By Courtney Macavinta
In the wake of several natural disasters, such as Hurricane Katrina -- not to mention the terrorist attacks on Sept. 11, 2001 -- government agencies at all levels are reconsidering how they can get back online quickly and perform essential government IT services. After all, the IT and communications backbones are essential tools in responding to such events and saving lives.
Disaster recovery and security are top of mind for public-sector CIOs. Sixty-one percent of those surveyed by Forrester Research said they had made significant upgrades of their disaster recovery capabilities a priority this year, according to the research firm's April report, US Government IT Spending Plans for 2007.
This concern is echoed by the National Association of State CIOs (NASCIO).
"Mostly the state CIOs are worried about any kind of disruption to the day-to-day operations -- from a power outage to something more severe like a fire, to something catastrophic like the area's data center being hit by a tornado, hurricane, or terrorist or cyber attack," says Drew Leatherby, the NASCIO Issues Coordinator for its Disaster Recovery and Business Continuity Working Group.
The task of improving IT disaster and recovery plans is not an easy feat for government agencies. Yet by adopting some strategies used by the private sector, public sector CIOs can take the following steps to improve their disaster recovery plans:
Step No. 1: Have a disaster plan especially for IT
Even before investing in backup technologies, government agency CIOs need to lead the development of a continuity of operations plan (e.g., disaster recovery plan), according to Leatherby.
"They need to resolve some of the details of how to get essential employees back online," he says.
They also need to make decisions about which essential services need to be brought back online first.
A disaster recovery plan needs to cover all critical IT services and data and potential disruptions. For instance, it's not just a hurricane that can cripple government IT services. Leatherby has heard stories of squirrels chewing through an agency's uninterruptible power line or a blocked rain drain causing a data center's roof to collapse. The NASCIO offers a free DVD "Government at Risk: Protecting Your IT Infrastructure" on its Web site. The DVD provides an overview of why a government agency needs an IT disaster recovery plan and will release a planning toolkit this summer.
Step No. 2: Use a multi-tiered approach to data backup
Government agencies are taking various approaches to data backup, because not all can afford multi-million dollar backup data centers. But no matter their size, budget, or critical function, experts say that important data -- from email to electronic records that must be archived to comply with regulations -- needs to be replicated, protected from unauthorized alteration, and stored off-site. Some agencies use daily backup tapes that are stored several miles away in a secure location. Leatherby says that some state agencies store their tapes in secure underground caves. Others use microwave radio systems or remotely served state Web sites or emergency blogs to keep the communication flowing to the public in the event that traditional phone service is disrupted.
Some agencies might need to rely on remote servers that are located much farther away.

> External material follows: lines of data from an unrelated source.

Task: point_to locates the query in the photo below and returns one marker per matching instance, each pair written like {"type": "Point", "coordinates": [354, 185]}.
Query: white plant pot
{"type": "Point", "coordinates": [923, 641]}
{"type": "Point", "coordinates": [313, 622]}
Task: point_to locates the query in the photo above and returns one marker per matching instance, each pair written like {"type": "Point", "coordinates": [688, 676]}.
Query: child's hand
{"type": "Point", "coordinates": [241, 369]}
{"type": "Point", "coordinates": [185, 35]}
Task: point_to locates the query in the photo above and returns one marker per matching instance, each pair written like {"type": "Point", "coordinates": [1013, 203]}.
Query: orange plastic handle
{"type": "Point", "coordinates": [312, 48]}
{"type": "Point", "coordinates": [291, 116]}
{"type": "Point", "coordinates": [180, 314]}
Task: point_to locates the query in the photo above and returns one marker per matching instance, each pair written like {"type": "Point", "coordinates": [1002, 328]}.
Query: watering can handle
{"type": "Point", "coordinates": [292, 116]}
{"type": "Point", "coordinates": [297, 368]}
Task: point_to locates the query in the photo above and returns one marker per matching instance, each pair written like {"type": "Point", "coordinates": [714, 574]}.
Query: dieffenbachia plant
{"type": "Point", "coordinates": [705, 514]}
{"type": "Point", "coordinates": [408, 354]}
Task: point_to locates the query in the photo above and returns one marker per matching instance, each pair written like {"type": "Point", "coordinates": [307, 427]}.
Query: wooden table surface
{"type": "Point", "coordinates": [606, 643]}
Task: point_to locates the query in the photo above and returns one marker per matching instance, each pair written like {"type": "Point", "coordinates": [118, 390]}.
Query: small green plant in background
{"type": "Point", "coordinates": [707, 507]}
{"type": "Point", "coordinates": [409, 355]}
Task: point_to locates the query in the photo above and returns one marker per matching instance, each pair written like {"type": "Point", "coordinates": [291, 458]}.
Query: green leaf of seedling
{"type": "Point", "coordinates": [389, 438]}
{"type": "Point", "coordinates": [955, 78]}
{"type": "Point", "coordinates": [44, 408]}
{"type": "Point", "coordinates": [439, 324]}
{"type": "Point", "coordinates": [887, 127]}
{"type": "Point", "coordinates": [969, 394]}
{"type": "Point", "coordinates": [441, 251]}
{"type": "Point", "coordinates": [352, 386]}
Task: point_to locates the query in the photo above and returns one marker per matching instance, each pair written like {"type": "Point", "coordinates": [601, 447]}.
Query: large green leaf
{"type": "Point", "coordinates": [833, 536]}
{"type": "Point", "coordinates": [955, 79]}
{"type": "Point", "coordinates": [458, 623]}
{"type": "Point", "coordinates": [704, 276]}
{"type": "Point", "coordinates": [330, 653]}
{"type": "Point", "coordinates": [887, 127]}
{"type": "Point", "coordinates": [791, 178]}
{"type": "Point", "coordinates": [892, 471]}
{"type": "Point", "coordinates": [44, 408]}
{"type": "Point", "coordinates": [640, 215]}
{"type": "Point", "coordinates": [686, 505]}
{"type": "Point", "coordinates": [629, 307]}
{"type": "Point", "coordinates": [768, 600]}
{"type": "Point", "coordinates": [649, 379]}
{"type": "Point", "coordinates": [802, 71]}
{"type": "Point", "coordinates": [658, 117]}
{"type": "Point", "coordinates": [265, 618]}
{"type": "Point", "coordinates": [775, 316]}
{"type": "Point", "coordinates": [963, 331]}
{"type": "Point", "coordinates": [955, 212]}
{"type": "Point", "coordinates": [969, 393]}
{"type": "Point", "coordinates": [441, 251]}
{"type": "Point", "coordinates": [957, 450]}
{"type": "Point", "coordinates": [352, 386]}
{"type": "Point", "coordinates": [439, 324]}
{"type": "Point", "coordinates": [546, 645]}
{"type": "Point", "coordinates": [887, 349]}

Jarad Carleton, senior consultant in the Information and Communications Technology Practice at the analyst firm Frost & Sullivan, says in the wake of geographic disasters like Katrina, essential data and systems should be mirrored in remote locations from the main hub.
"More of the dynamic, forward-thinking enterprises make sure their data is mirrored remotely in another state, such as in a far-away location where it's not going to be affected by a localized disaster," Carleton says.
Some CIOs would be best served by using an outside vendor to manage their day-to-day data backup, he adds.
Step No. 3: Know your vendor's backup plan, too
Though many government agencies might turn to vendors to manage their data backup and recovery, Leatherby says this doesn't mean CIOs are off the hook. They also need to know what type of backup plan their vendors have in place.
"You have to think sideways," he says. "Like for your backup generators, you need contracts for diesel fuel. So the gas station needs a backup plan, too. If their power is out, they can't pump it."
He notes that if a vendor has contracts with several agencies, CIOs also need to ask them about their capacity in case a disaster impacts a multi-state region.
Step No. 4: Sell and test your plan
A CIO can put in place the best disaster recovery technology, but unless it's supported, tested, and fine-tuned, it can be rendered useless.
"Communicate with the people who write the checks," Leatherby says, "about the necessity of keeping systems and data centers or telecommunications up and running."
Testing is equally important. "I have heard some horror stories of CIOs who had to use their backup plans but they couldn't get them to work -- so test and retest," he says.
Ultimately, when it comes to public sector IT disaster and recovery planning, Leatherby says: "The technology is out there and the money is out there. It's a matter of whether you can convince [agency leaders] it's a high priority. The ability to recover is the most important challenge CIOs face today."
Courtney Macavinta is a Silicon Valley-based business and technology writer. Her articles have appeared in CNET News, Business 2.0, Red Herring, Wired News, and The Washington Post. She also is managing editor of the online program The Online Family.